Written in response to: "Write a story that connects mythology and science." as part of Ancient Futures with Erin Young.

The sun had just begun to touch the hills when I reached the Formless Gate. There was but one gap in the mighty trees, a yawning mouth that both beckoned and repelled. Around it, oaks the size of mountains stood sentinel, guarding the perimeter. There was no mistaking it for a normal tree line, not like the copse of birches by our farm. No. This was not a human place.

I tightened my cloak around my shoulders, trying to remember something of the courage I’d shown mother before I left. Unfortunately, like water leaking from a pail, I’d lost a good deal of my nerve during the two-day’s journey from the farm. But I knew I couldn’t turn around. To go home empty-handed was to starve.

Taking a deep breath, I marched toward the gate, my palms facing outward, empty. Everyone in the village said the trees would only harm you if you threatened them first. But with no axe or torch in my hand, what could I possibly do to them? The trunks were wider than my house, the bark thicker than my arm. It would take a lifetime for me to even scratch the surface.

As I crossed the threshold, stepping into the endless sylvan twilight, I paused, certain something would happen. But as I waited, my ears straining to hear past the crashing waves of bird song, nothing changed. Perhaps it was true. Perhaps I was welcome here.

For all the villager’s chatter about this place, only Old Tom had actually been here. It had been decades earlier, when he was probably just called Tom. But I figured only his advice was worth listening to. Everyone else’s was hearsay, or worse. What he’d said, though, wasn’t all that reassuring — if I simply walked into the woods, the forest would find me.

There was no path to guide me forward, only a sense of going deeper, of leaving the light behind. I stepped carefully on the mossy floor, eager to avoid crushing anything the trees might call their own. For a long time, I kept looking back, longing for the dappled sunlight at the edge of the woods.
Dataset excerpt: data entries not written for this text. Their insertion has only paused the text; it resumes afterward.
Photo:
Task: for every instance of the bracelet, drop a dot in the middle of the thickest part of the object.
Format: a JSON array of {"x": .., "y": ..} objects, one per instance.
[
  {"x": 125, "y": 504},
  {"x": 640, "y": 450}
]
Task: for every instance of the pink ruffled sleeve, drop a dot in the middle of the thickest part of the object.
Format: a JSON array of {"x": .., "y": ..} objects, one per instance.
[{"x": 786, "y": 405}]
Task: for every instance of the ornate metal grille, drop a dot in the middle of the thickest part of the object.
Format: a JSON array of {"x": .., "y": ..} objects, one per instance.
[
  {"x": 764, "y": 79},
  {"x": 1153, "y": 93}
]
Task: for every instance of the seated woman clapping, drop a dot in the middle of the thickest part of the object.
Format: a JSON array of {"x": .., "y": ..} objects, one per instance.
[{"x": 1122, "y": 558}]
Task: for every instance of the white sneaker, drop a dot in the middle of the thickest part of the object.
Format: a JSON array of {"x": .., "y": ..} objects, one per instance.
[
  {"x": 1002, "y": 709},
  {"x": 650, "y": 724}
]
But after a while, even that was hidden by the trees.

Reaching a narrow stream, I stooped to take a drink before filling my canteen. Old Tom was certain that was allowed, though he’d warned me not to bring any human food into this place. “Agriculture offends them,” he’d said, as if I wasn’t coming here to ask for something for the farm. The water was like nothing I’d ever tasted. Clean and cold, I felt reinvigorated, like I’d hardly walked at all the past two days.

As I crossed over the water, though, something shifted. The bird song that had seemed so loud grew muted, distant, and the forest floor grew thick with brush and grass. It was waist high in most places, and I had no choice but to wade through it. All around me, it seemed to rustle. I swiveled my head at every sound, but they would go silent the moment I looked. Was it in my head? Or was something following me?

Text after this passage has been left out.